After her diving career, which included numerous national and world competitions, she took a job in the Miami athletic department, so she knows firsthand the rigors of both being a collegiate athlete and working in college athletics.
The couple met when Nosal was on the coaching staff at Miami, and they dated long distance while he was at ECU. When the offer came to work at Bowling Green, it seemed like the stars aligned, as Cheyenne’s family was from Toledo, just about twenty miles north of BGSU.
It was an easy decision to take the job at Bowling Green. They moved to Ohio in 2020, got married on her family farm in July of 2022, and a year later they became proud parents to a baby boy. “I’m excited to watch him grow up,” Nosal said, thinking of his own experiences in this great gridiron sport, “and have him be part of a football team.”
“There’s nothing better than the camaraderie of a football team”
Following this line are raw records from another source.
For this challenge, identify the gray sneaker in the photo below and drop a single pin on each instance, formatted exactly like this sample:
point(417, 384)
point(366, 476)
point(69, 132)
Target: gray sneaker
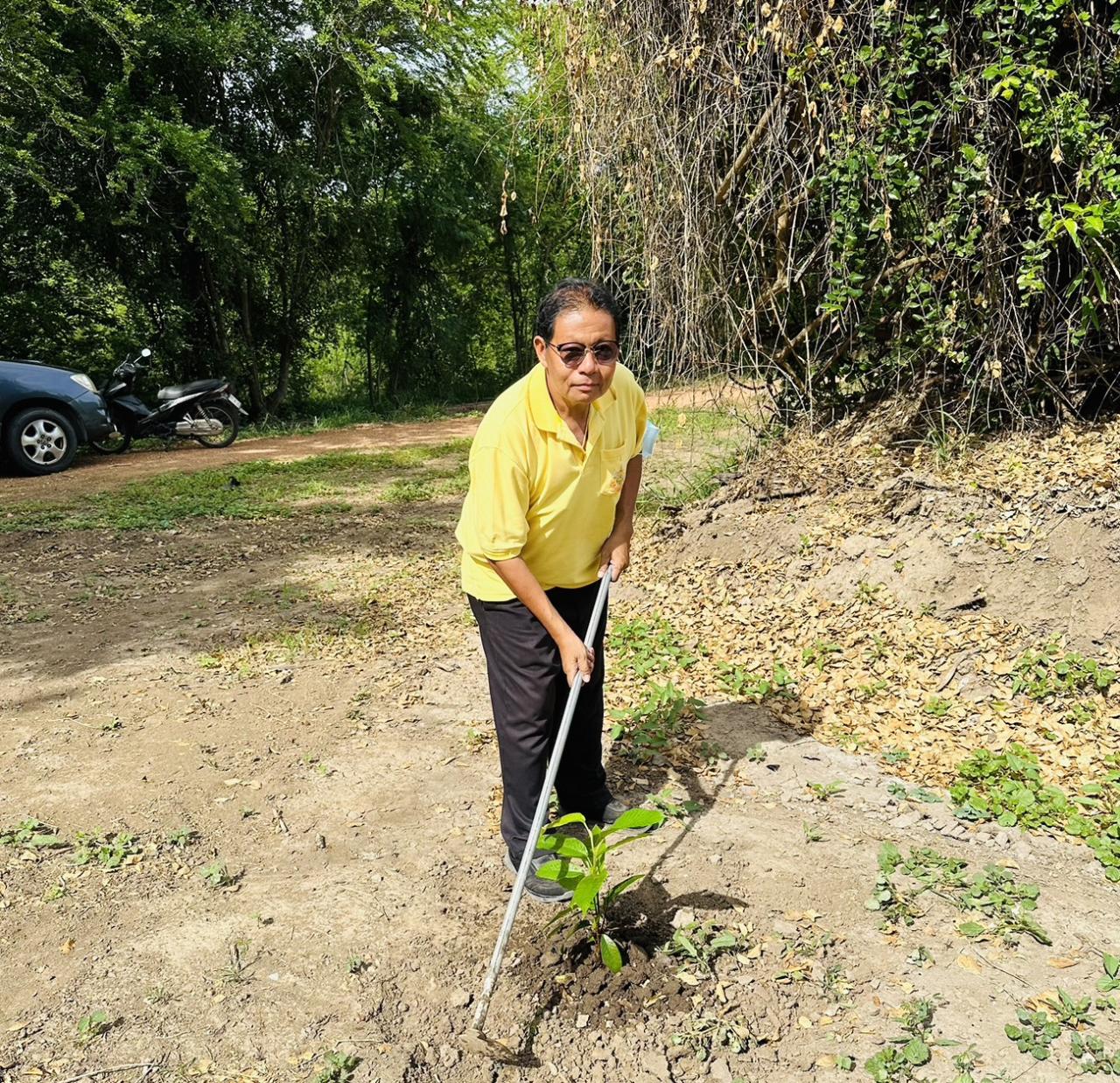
point(536, 887)
point(608, 815)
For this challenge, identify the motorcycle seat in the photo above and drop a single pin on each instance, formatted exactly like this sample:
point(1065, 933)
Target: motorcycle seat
point(196, 387)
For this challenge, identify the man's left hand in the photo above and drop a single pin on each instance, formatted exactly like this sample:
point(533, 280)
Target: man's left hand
point(615, 551)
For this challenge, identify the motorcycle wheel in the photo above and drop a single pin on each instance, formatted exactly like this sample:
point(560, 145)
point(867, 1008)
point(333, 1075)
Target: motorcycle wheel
point(228, 414)
point(113, 444)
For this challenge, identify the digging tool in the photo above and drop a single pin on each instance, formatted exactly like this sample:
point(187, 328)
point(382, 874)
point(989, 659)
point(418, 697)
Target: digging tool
point(475, 1040)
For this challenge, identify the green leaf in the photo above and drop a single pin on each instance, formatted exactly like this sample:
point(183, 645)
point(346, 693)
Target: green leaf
point(916, 1052)
point(609, 954)
point(587, 891)
point(636, 820)
point(623, 886)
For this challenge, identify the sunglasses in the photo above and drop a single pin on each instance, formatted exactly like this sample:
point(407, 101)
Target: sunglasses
point(572, 354)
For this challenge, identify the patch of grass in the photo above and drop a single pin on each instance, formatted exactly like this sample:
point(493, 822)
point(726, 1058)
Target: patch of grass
point(263, 490)
point(701, 943)
point(644, 732)
point(111, 850)
point(1001, 906)
point(648, 646)
point(1052, 672)
point(740, 682)
point(1007, 787)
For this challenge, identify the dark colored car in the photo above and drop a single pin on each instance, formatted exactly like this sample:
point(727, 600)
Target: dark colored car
point(46, 411)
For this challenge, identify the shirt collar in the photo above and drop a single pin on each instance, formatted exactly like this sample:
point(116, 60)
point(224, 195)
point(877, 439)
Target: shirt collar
point(544, 414)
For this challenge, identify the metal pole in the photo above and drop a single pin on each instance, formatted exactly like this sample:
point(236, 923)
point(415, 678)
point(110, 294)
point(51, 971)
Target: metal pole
point(542, 807)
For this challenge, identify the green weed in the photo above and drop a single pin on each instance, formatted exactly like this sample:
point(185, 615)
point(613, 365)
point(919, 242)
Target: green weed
point(110, 850)
point(32, 835)
point(740, 682)
point(92, 1026)
point(701, 943)
point(340, 1067)
point(668, 802)
point(1048, 672)
point(580, 866)
point(645, 732)
point(706, 1034)
point(1007, 787)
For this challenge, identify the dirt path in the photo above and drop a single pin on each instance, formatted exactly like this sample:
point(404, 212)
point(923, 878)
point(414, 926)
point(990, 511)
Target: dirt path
point(93, 472)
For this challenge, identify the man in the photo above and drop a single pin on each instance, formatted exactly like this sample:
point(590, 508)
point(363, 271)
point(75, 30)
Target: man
point(555, 472)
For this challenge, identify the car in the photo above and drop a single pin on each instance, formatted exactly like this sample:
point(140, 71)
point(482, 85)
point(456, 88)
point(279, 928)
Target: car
point(46, 411)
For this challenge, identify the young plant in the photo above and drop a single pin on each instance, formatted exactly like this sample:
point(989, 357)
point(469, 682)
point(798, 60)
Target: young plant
point(704, 942)
point(580, 866)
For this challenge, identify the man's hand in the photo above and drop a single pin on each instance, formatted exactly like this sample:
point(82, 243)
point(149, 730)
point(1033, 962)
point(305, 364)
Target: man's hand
point(576, 658)
point(615, 551)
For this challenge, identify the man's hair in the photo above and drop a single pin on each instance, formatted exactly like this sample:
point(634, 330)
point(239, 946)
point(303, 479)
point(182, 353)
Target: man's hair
point(567, 296)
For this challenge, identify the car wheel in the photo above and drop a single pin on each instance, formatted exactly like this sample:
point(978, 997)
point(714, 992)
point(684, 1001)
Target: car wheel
point(39, 440)
point(115, 444)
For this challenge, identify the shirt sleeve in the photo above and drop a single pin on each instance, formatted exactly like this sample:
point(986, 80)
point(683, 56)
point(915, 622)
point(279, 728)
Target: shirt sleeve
point(500, 506)
point(642, 415)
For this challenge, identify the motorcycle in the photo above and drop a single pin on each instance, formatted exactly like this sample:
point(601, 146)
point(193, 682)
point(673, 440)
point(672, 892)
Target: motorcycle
point(203, 410)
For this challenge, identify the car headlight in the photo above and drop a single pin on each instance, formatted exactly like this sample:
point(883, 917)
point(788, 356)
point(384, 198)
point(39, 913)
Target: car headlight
point(82, 379)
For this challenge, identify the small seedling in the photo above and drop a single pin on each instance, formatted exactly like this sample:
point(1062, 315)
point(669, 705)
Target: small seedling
point(822, 791)
point(588, 914)
point(919, 793)
point(1035, 1033)
point(645, 732)
point(217, 874)
point(32, 835)
point(813, 834)
point(911, 1051)
point(743, 683)
point(340, 1067)
point(92, 1026)
point(819, 654)
point(111, 850)
point(704, 942)
point(707, 1034)
point(1111, 980)
point(1092, 1058)
point(667, 802)
point(236, 969)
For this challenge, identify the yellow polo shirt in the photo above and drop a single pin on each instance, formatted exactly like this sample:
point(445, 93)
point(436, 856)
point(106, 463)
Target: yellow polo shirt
point(536, 494)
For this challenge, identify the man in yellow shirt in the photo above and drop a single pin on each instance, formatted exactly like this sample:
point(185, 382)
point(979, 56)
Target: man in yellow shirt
point(555, 472)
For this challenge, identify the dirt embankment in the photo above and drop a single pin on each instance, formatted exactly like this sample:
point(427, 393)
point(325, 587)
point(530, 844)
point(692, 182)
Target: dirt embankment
point(266, 751)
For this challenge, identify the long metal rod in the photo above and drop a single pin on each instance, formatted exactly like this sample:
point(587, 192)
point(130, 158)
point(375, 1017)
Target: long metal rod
point(542, 807)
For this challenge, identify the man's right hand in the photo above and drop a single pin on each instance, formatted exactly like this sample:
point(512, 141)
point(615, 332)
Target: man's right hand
point(576, 658)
Life Lessons from Football
There are so many lessons that have stuck with Greg Nosal from his time on the Virginia Tech football team. He strives to maintain the daily consistency that was the very fabric of who Frank Beamer was as a coach and a person.
Little things like showing up on time, doing the right thing when no one is looking, and living without regrets are a few of those aspect of life under Beamer that still resonate with Nosal.
Beamer established a program-wide culture that was largely based on typical blue-collar worker ideals. “That is the kind of work ethic that you really need, whatever job that you decide to do,” Nosal said.
“It’s ok to not be a superstar,” he added. “Just be consistent and work your butt off and good things will happen on a daily basis.”
The pinky incident might be the most memorable story of Nosal’s career, but it is a great metaphor for the life he has lived. There will be extraordinary moments, people, or events in life - like this pinky injury, like the stars he played with, like the legends he coached under - but the sum is always greater than the parts. Doing the little things and working hard day after day are integral aspects of success.
These are words to live by. And that is what Greg Nosal has always done, and that is why he is the successful player, coach, husband, father, and man that he is.
And when you are feeling tired or have a slight headache or are unmotivated, or when you don't want to go to the gym or mow the lawn or work through lunch, think of the guy who had his fingertip ripped off and still played on! Use that for motivation!